In a bizarre turn of events, Dezsi also introduced a letter from a former Detroit Law Department attorney, Kathy Christian addressed to Sgt. William Anderson, the Officer in Charge of Searcy’s prosecution, indicating that a second fatality had been reported at the scene. (See below.) Dezsi said the attorney was a classmate and colleague of his who died under unclear circumstances later. Judge Kenny ordered Sgt. Anderson to appear at another hearing May 15 at 2 p.m., to address that matter, along with evidence technician Patricia Little.
In the letter, Christian writes,
In another bizarre turn of events, deputy sheriffs took Searcy back to the bullpen which originally contained three other prisoners, during a break, but a fourth prisoner had been added.
That prisoner turned out to be Michael Witcher, an uncle of DeAnthony Witcher who was not known to Searcy. Searcy says Witcher started to question him about the case and continued with a full discussion in front of the other inmates, until Searcy asked the deputies to get his attorney. Virtual chaos ensued.
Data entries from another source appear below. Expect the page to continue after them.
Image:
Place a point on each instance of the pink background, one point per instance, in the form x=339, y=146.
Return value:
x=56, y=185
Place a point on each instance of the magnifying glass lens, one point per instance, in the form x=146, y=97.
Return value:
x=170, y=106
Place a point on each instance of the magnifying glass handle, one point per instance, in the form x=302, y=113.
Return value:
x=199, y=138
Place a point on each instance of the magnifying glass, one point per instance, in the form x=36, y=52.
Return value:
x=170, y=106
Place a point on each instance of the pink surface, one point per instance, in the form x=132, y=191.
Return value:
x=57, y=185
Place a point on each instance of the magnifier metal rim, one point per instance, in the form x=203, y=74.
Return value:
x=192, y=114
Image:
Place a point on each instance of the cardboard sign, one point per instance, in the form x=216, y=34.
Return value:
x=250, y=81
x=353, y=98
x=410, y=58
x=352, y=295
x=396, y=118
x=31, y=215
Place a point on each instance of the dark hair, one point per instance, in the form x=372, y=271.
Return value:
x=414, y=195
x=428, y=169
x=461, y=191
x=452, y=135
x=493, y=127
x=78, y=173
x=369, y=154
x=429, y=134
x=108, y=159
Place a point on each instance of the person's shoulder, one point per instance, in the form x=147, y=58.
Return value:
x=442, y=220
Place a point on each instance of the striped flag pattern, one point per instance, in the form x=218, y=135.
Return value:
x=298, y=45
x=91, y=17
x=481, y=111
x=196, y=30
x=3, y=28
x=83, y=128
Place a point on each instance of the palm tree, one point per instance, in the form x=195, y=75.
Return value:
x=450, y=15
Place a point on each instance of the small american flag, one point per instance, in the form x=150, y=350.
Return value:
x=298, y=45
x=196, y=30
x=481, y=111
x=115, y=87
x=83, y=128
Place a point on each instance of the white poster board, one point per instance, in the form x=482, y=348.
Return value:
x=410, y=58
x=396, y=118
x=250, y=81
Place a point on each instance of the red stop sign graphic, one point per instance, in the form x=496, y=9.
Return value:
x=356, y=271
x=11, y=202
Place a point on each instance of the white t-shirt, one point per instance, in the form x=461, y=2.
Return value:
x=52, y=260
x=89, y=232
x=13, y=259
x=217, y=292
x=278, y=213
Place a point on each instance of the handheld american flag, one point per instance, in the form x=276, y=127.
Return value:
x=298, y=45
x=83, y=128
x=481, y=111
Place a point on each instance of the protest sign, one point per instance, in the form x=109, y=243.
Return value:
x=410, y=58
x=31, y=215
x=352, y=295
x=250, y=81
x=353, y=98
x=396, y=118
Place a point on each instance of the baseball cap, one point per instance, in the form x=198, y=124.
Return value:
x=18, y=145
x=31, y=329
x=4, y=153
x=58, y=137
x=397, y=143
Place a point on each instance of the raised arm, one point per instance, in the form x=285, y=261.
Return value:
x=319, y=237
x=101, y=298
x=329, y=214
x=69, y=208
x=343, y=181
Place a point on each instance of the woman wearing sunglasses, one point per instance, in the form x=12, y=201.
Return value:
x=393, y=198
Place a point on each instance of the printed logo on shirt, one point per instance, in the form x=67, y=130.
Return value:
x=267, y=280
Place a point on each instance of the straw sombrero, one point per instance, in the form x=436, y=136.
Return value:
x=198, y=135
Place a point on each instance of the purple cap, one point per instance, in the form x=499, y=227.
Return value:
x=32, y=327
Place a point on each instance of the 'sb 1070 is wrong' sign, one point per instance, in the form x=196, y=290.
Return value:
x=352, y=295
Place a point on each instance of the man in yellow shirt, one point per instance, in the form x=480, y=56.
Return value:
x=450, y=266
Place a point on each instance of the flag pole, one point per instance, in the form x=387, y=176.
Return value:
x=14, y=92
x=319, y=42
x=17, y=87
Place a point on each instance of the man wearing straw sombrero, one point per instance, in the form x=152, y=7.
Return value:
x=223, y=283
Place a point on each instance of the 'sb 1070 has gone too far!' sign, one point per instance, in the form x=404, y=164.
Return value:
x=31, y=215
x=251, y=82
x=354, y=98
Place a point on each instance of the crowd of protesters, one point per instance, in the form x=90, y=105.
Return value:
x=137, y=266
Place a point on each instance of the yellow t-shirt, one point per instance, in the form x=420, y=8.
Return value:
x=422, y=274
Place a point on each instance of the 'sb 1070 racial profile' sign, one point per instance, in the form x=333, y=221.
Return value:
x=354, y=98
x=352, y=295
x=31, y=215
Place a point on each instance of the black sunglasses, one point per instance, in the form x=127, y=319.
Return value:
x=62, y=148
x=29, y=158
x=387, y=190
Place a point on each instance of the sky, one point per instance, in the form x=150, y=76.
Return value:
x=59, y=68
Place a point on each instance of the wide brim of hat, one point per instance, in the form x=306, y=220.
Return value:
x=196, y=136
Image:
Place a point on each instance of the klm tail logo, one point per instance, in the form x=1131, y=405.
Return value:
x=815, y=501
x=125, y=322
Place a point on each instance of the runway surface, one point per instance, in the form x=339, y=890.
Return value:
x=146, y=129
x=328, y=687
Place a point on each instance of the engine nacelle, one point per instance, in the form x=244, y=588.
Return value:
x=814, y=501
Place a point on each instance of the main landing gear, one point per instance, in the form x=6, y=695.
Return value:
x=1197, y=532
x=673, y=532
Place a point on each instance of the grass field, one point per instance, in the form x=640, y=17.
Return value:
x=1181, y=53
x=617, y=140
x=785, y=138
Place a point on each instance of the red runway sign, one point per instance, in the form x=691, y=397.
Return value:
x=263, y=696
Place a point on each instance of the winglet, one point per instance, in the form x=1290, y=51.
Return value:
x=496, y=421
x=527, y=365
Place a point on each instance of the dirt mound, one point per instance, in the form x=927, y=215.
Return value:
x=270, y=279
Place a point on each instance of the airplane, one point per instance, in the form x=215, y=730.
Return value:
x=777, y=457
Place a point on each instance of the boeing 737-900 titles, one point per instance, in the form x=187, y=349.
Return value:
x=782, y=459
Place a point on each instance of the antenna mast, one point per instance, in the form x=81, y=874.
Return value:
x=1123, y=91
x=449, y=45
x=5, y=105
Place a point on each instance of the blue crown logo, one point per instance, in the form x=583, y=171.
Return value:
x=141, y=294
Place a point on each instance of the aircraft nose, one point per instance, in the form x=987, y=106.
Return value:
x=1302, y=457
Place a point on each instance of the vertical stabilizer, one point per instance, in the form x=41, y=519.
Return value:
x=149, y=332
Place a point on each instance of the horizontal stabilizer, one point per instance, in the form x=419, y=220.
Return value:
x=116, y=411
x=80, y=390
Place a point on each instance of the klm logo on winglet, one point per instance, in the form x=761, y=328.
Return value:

Dezsi says he told the deputies that Searcy and Witcher should not be in the same bullpen, and that they agreed to separate them. Jail and court records show that Witcher was arrested April 23, 2018 for “assault with intent to commit murder,” and was not scheduled for a hearing on the charges until May 15, 2018, so he should not have been in the bullpen at all.
Searcy said he earlier heard a Deputy Sheriff named “Outlaw” call several times to find out when Witcher was being sent to the bullpen, and that he told Sheriff Outlaw that DeAnthony Witcher was the chief prosecution witness in his case.
The Wayne County Jail has been notorious for its system of recruiting “snitches” to testify against defendants in exchange for leniency and other favors in the jail. (See article on “Ring of Snitches” listed below.) Searcy said he is well aware of this and is extremely careful about talking to anyone about his case.
Scott Lewis, the private investigator hired by Searcy’s grandmother to interview Vincent Smothers and others in this case, told VOD he believes that state legislation must be passed to regulate the use of such “snitches.”
Judge Kenny set Searcy’s next, and hopefully final, hearing for Tues. May 15 at 2 p.m. He may need to reschedule Michael Witcher’s hearing, also scheduled on that date as listed above, to avoid any further problems.